We’ve been using westsystem with 407 filler to fill and even float some needy areas in our moulding and flat stock work for about two years now. Of course the painter comes back over or uses in other areas bondo and then I’m sure even durabond gets put into the mix somewhere. Any way we always get a few call backs where the bond between the paint and the fill has broken. Making for an expensive repair. The work had all been primed before finish coated. Any insights? Is the epoxy worth it? It sands beatifully, the 409 filler sands even better.
Edited 5/30/2005 12:07 pm ET by quicksilver
Edited 5/30/2005 1:19 pm ET by quicksilver
Replies
Quicksilver,
It is not clear from your post if the adhesion problem is definitely between your thickened epoxy and the paint, or possibly with other fillers. If Durabond is being used, I can imagine a scenario where it gets painted too soon, and then the water deeper down rises up to lift off the paint film.
Is all of this on interior woodwork? What sort of primer/paint is being used? Give us some more info and we can probably figure it out.

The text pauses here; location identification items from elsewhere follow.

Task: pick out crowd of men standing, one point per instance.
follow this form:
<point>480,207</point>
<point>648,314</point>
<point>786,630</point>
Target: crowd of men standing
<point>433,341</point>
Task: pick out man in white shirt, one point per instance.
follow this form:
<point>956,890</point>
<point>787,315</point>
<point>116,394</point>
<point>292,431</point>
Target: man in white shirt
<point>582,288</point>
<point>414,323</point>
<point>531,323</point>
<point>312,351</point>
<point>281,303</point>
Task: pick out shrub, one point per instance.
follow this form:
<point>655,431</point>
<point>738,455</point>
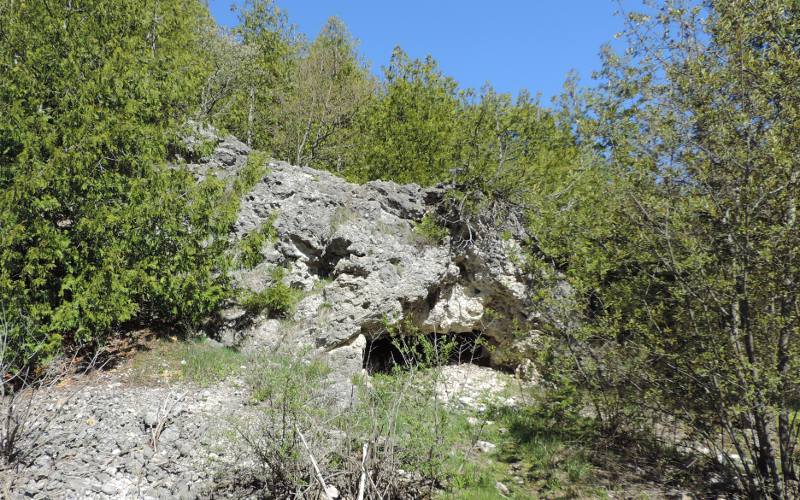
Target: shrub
<point>429,231</point>
<point>96,229</point>
<point>292,402</point>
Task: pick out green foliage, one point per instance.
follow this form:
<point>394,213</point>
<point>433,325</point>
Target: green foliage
<point>328,84</point>
<point>251,245</point>
<point>248,85</point>
<point>196,361</point>
<point>687,290</point>
<point>407,131</point>
<point>291,396</point>
<point>430,231</point>
<point>286,381</point>
<point>96,229</point>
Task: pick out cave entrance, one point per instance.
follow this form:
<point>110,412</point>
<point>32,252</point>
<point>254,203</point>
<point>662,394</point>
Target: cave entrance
<point>383,354</point>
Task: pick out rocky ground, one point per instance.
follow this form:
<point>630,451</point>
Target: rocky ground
<point>104,435</point>
<point>99,436</point>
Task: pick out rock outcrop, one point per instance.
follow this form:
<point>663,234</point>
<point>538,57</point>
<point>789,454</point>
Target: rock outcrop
<point>361,262</point>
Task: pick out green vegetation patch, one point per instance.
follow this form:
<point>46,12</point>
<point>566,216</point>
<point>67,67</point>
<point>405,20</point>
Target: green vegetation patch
<point>251,245</point>
<point>429,231</point>
<point>197,362</point>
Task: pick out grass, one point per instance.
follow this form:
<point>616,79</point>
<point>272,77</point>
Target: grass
<point>197,362</point>
<point>428,231</point>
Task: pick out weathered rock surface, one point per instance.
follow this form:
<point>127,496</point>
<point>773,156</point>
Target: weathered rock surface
<point>354,251</point>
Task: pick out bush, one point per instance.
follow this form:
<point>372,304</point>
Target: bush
<point>250,247</point>
<point>278,300</point>
<point>194,361</point>
<point>292,402</point>
<point>429,230</point>
<point>96,229</point>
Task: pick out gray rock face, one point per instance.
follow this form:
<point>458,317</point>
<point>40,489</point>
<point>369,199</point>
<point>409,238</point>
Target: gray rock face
<point>354,251</point>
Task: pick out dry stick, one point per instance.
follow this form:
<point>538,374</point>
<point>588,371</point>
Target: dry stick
<point>362,482</point>
<point>314,464</point>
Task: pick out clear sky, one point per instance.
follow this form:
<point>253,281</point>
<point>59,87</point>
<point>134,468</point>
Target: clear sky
<point>513,44</point>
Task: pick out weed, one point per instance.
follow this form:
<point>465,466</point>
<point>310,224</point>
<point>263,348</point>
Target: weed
<point>197,362</point>
<point>342,216</point>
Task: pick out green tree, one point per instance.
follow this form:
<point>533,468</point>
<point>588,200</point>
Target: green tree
<point>95,229</point>
<point>689,294</point>
<point>329,84</point>
<point>408,131</point>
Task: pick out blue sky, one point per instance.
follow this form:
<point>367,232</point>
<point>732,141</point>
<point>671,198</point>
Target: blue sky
<point>513,44</point>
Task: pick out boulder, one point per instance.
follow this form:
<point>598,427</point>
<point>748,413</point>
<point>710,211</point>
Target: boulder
<point>354,253</point>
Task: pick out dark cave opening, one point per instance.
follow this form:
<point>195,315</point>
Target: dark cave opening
<point>385,353</point>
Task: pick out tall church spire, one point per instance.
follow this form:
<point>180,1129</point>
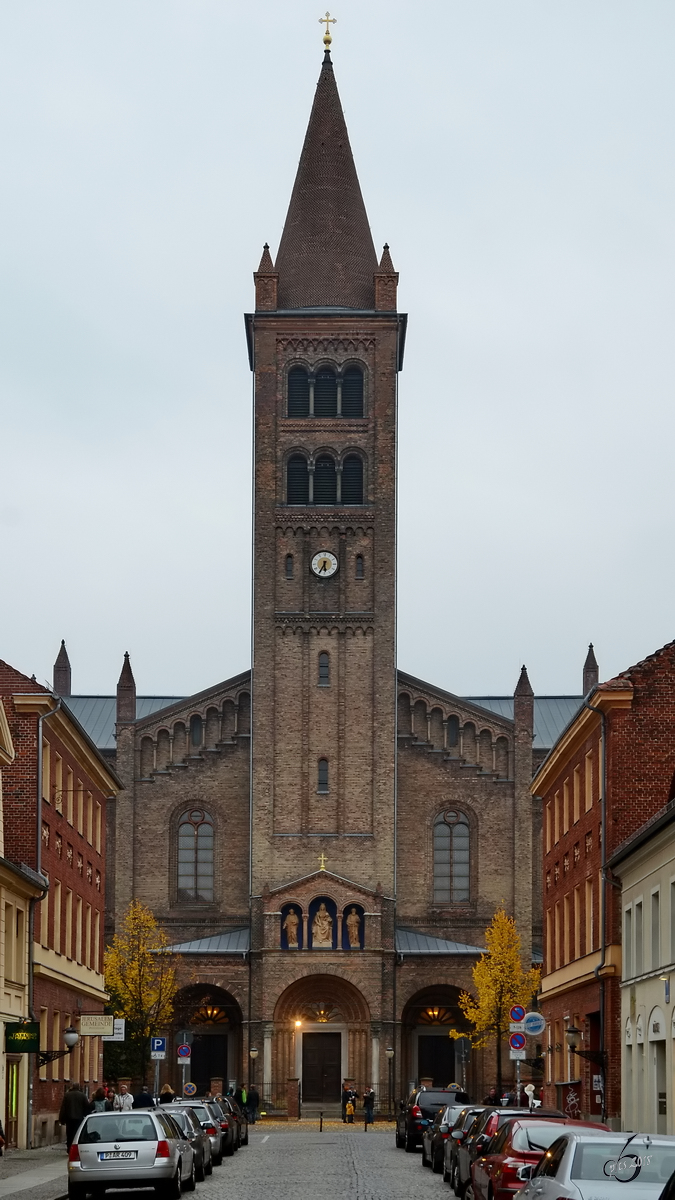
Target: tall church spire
<point>326,256</point>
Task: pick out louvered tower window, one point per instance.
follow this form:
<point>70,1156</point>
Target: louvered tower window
<point>451,858</point>
<point>324,480</point>
<point>323,670</point>
<point>298,480</point>
<point>352,480</point>
<point>326,394</point>
<point>298,393</point>
<point>196,857</point>
<point>352,393</point>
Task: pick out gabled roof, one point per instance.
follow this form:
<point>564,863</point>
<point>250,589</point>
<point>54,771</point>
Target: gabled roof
<point>408,941</point>
<point>231,941</point>
<point>326,255</point>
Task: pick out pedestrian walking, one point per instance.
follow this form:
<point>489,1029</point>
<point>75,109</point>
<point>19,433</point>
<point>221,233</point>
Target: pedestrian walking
<point>143,1099</point>
<point>75,1107</point>
<point>100,1102</point>
<point>123,1101</point>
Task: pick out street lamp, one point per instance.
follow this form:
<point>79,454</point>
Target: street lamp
<point>389,1055</point>
<point>71,1037</point>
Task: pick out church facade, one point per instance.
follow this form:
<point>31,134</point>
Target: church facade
<point>324,838</point>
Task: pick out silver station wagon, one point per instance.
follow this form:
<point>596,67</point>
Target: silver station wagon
<point>130,1150</point>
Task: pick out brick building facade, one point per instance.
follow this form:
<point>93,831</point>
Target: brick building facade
<point>323,838</point>
<point>617,755</point>
<point>58,767</point>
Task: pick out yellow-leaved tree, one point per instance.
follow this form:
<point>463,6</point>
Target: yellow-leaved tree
<point>500,983</point>
<point>142,982</point>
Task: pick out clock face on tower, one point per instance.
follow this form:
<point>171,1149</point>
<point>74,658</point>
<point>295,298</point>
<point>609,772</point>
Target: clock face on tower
<point>324,564</point>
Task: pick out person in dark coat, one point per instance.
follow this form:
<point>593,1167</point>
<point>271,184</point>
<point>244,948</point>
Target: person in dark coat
<point>144,1099</point>
<point>75,1107</point>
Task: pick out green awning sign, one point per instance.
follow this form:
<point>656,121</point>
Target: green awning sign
<point>22,1037</point>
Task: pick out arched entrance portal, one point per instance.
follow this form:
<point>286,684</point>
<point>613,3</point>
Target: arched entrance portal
<point>428,1050</point>
<point>213,1020</point>
<point>322,1037</point>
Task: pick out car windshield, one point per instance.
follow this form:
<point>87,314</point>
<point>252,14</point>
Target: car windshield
<point>127,1127</point>
<point>537,1137</point>
<point>623,1162</point>
<point>431,1099</point>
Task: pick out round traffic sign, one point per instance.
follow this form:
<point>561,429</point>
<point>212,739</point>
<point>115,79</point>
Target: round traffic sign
<point>535,1024</point>
<point>517,1042</point>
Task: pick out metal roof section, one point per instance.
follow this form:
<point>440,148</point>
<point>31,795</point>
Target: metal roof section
<point>231,941</point>
<point>96,714</point>
<point>553,714</point>
<point>408,941</point>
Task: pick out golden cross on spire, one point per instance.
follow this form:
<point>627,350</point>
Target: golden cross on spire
<point>327,21</point>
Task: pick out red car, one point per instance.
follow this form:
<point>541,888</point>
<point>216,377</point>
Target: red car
<point>495,1176</point>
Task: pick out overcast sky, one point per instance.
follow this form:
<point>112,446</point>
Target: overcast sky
<point>517,156</point>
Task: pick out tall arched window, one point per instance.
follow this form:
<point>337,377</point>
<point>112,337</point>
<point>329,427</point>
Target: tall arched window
<point>297,480</point>
<point>352,393</point>
<point>326,394</point>
<point>324,480</point>
<point>298,393</point>
<point>352,480</point>
<point>323,670</point>
<point>451,858</point>
<point>196,857</point>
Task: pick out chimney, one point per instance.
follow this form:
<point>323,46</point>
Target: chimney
<point>126,694</point>
<point>63,672</point>
<point>591,671</point>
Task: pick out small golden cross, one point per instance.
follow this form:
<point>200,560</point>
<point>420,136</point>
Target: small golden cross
<point>327,21</point>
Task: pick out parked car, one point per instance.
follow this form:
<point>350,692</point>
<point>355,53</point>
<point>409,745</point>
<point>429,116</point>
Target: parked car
<point>481,1134</point>
<point>211,1123</point>
<point>458,1133</point>
<point>435,1135</point>
<point>579,1167</point>
<point>418,1111</point>
<point>523,1140</point>
<point>190,1126</point>
<point>130,1150</point>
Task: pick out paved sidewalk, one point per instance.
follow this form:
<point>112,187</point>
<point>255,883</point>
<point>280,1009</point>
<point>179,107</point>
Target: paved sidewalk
<point>41,1173</point>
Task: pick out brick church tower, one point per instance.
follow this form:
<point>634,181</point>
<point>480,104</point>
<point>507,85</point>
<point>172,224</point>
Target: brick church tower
<point>326,346</point>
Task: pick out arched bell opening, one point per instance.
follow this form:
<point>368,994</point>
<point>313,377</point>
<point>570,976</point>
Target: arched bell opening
<point>322,1037</point>
<point>428,1051</point>
<point>208,1019</point>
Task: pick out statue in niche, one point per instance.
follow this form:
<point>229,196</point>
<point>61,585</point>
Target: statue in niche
<point>322,929</point>
<point>353,930</point>
<point>291,927</point>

I've used West/407 under oil paint, and never a problem with adhesion, either to the substrate or to the patch.
Bill
It is interior wood work and oil primer. Being that no one seems to have had any problems with the epoxy I'm going to chalk it up to the other fillers. Although I have never had problems with either. I never really stressed to the painter "no other fillers". Should I? I'm pretty sure that the painter, I'm married to her, only used the durabond post prime coat and the primed over again to do only a fine final float. When the bond breaks it seems like its whole paint skin. I've had this happen in about five or six spots, 10 to 15 sq inches.
Sounds like could be dust skein on the surface. is the painterette using a dust removal technique before painting an area?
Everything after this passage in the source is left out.